What does your Knowledge "Data Governance" look like?

nebula
Tera Guru

I’m looking to understand what everyone’s Knowledge Governance looks like at their company — or if that even exists? Does ServiceNow provide any guidance on how to best maintain article integrity, lifecycle, and process for authors?

 

For example, we have Ownership Groups set up so that articles are approved by the appropriate team before reaching the Knowledge Manager. However, we’re running into cases where the app owner writes documentation, but others outside the team also contribute articles. These external contributors often aren’t aware of updates and don’t maintain their content, especially after upgrades. Their articles also don’t include the app’s ownership group, so the original team isn’t aware of new content unless they run a report.

 

This brings up a few questions:

  • What’s the best way to handle documentation ownership between an application and a team’s process?
  • If a team needs the app team's input or collaboration, how can that be reflected in the knowledge ownership process?
  • Since ServiceNow only allows one Ownership Group per article, is there another way to connect two separate groups for visibility and accountability?

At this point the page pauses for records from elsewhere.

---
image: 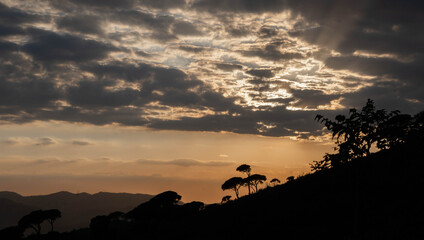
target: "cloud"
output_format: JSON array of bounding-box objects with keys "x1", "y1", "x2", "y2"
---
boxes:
[
  {"x1": 35, "y1": 137, "x2": 57, "y2": 146},
  {"x1": 137, "y1": 159, "x2": 233, "y2": 167},
  {"x1": 0, "y1": 0, "x2": 424, "y2": 139},
  {"x1": 172, "y1": 21, "x2": 202, "y2": 36},
  {"x1": 22, "y1": 28, "x2": 119, "y2": 63},
  {"x1": 240, "y1": 42, "x2": 305, "y2": 61},
  {"x1": 56, "y1": 15, "x2": 104, "y2": 34},
  {"x1": 216, "y1": 63, "x2": 243, "y2": 72},
  {"x1": 71, "y1": 140, "x2": 93, "y2": 146}
]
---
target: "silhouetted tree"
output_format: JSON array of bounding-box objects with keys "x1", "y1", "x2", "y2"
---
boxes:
[
  {"x1": 311, "y1": 99, "x2": 407, "y2": 171},
  {"x1": 271, "y1": 178, "x2": 281, "y2": 186},
  {"x1": 18, "y1": 210, "x2": 45, "y2": 235},
  {"x1": 44, "y1": 209, "x2": 62, "y2": 232},
  {"x1": 0, "y1": 226, "x2": 25, "y2": 240},
  {"x1": 221, "y1": 195, "x2": 231, "y2": 204},
  {"x1": 221, "y1": 177, "x2": 244, "y2": 198},
  {"x1": 245, "y1": 174, "x2": 266, "y2": 192},
  {"x1": 286, "y1": 176, "x2": 294, "y2": 182},
  {"x1": 236, "y1": 164, "x2": 252, "y2": 194}
]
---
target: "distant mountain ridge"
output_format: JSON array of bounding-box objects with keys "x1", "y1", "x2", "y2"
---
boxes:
[{"x1": 0, "y1": 191, "x2": 153, "y2": 231}]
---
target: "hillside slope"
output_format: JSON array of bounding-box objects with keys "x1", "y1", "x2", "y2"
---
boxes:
[{"x1": 0, "y1": 191, "x2": 152, "y2": 231}]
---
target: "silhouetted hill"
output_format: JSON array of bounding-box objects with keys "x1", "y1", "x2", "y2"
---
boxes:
[
  {"x1": 0, "y1": 198, "x2": 36, "y2": 232},
  {"x1": 0, "y1": 191, "x2": 152, "y2": 231},
  {"x1": 45, "y1": 143, "x2": 424, "y2": 240}
]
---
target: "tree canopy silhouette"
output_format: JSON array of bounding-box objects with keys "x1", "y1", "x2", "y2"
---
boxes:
[
  {"x1": 221, "y1": 177, "x2": 244, "y2": 198},
  {"x1": 18, "y1": 209, "x2": 62, "y2": 235},
  {"x1": 236, "y1": 164, "x2": 252, "y2": 194},
  {"x1": 311, "y1": 99, "x2": 424, "y2": 171},
  {"x1": 245, "y1": 174, "x2": 266, "y2": 192}
]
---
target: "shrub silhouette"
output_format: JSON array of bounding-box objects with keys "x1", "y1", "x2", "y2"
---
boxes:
[
  {"x1": 236, "y1": 164, "x2": 252, "y2": 194},
  {"x1": 221, "y1": 177, "x2": 244, "y2": 199},
  {"x1": 245, "y1": 174, "x2": 266, "y2": 192},
  {"x1": 311, "y1": 99, "x2": 422, "y2": 171},
  {"x1": 18, "y1": 209, "x2": 62, "y2": 235},
  {"x1": 286, "y1": 176, "x2": 294, "y2": 182},
  {"x1": 18, "y1": 210, "x2": 45, "y2": 235},
  {"x1": 221, "y1": 195, "x2": 231, "y2": 204},
  {"x1": 270, "y1": 178, "x2": 281, "y2": 186},
  {"x1": 44, "y1": 209, "x2": 62, "y2": 232}
]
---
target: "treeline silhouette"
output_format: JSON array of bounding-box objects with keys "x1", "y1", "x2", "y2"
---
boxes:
[{"x1": 0, "y1": 100, "x2": 424, "y2": 240}]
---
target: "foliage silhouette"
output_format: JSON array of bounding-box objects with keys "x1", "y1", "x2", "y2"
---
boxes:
[
  {"x1": 270, "y1": 178, "x2": 281, "y2": 186},
  {"x1": 44, "y1": 209, "x2": 62, "y2": 232},
  {"x1": 0, "y1": 100, "x2": 424, "y2": 240},
  {"x1": 311, "y1": 99, "x2": 419, "y2": 171},
  {"x1": 286, "y1": 176, "x2": 294, "y2": 182},
  {"x1": 245, "y1": 174, "x2": 266, "y2": 192},
  {"x1": 18, "y1": 210, "x2": 45, "y2": 235},
  {"x1": 221, "y1": 195, "x2": 231, "y2": 204},
  {"x1": 221, "y1": 177, "x2": 244, "y2": 198},
  {"x1": 236, "y1": 164, "x2": 252, "y2": 195}
]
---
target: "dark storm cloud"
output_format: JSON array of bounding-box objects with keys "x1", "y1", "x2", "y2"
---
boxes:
[
  {"x1": 172, "y1": 21, "x2": 202, "y2": 36},
  {"x1": 148, "y1": 107, "x2": 328, "y2": 136},
  {"x1": 67, "y1": 81, "x2": 139, "y2": 107},
  {"x1": 22, "y1": 28, "x2": 119, "y2": 63},
  {"x1": 178, "y1": 45, "x2": 210, "y2": 53},
  {"x1": 0, "y1": 75, "x2": 60, "y2": 109},
  {"x1": 79, "y1": 62, "x2": 242, "y2": 111},
  {"x1": 112, "y1": 10, "x2": 176, "y2": 41},
  {"x1": 240, "y1": 42, "x2": 304, "y2": 62},
  {"x1": 137, "y1": 159, "x2": 233, "y2": 167},
  {"x1": 191, "y1": 0, "x2": 286, "y2": 13},
  {"x1": 0, "y1": 2, "x2": 46, "y2": 26},
  {"x1": 289, "y1": 89, "x2": 340, "y2": 108},
  {"x1": 246, "y1": 69, "x2": 275, "y2": 78},
  {"x1": 225, "y1": 26, "x2": 252, "y2": 37},
  {"x1": 0, "y1": 24, "x2": 25, "y2": 37},
  {"x1": 258, "y1": 26, "x2": 278, "y2": 38},
  {"x1": 326, "y1": 56, "x2": 424, "y2": 81},
  {"x1": 56, "y1": 15, "x2": 103, "y2": 34},
  {"x1": 0, "y1": 40, "x2": 19, "y2": 54},
  {"x1": 216, "y1": 63, "x2": 243, "y2": 72},
  {"x1": 49, "y1": 0, "x2": 186, "y2": 10}
]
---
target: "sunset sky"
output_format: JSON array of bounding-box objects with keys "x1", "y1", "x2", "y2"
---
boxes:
[{"x1": 0, "y1": 0, "x2": 424, "y2": 203}]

Would love to hear how others are managing this.

8 REPLIES 8

Aerin
Tera Expert

We don't have an enterprise KM process here - that's a whole other discussion - and I'm still getting buy-in from our department, but knowledge governance is something I think about at night. In theory, here is how I envision it. The operational support team for the tool should own and write the documentation about how the tool works. Teams using the tool should write their procedures around how they use the tool.

I fully expect, given the silo'd nature of our environment, that this will cause clashes as more teams start writing documentation, because these two sides of this often aren't doing a great job of communicating right now. I think potentially, if I can get my moderator hat on, that it should lead to stronger work in the end, because it will force people to look outside their own team and understand their part in the bigger picture. This should be supported by the fact that I am fighting hard to limit the number of knowledge bases and leaving the article access as wide as I can. People tend to think that their documents need to be locked down, but there actually isn't an business reason for that in 99% of cases. Knowledge is a resource that is most valuable when shared, not hoarded.

Fingers crossed. LOL

I feel you in this response 😂

We also have multiple knowledge bases and are trying to avoid creating new ones where possible. I agree that knowledge should be accessible to all, though I do see some value in having separate spaces for manager-specific content or data governance materials, especially when dealing with sensitive client information.

 

You brought up a great point about the disconnect between teams and the owners of the app. I think we’ve experienced something similar, which makes me wonder if the real issue lies more in how teams collaborate than in the knowledge management process itself. Thanks for sharing your thoughts!

Yes, the collaboration piece is often weak or missing. I guess I see the role of knowledge management here more as the tool to shine the spotlight on that lack and maybe provide a tool to help strengthen that piece. It's a challenge, for sure, though.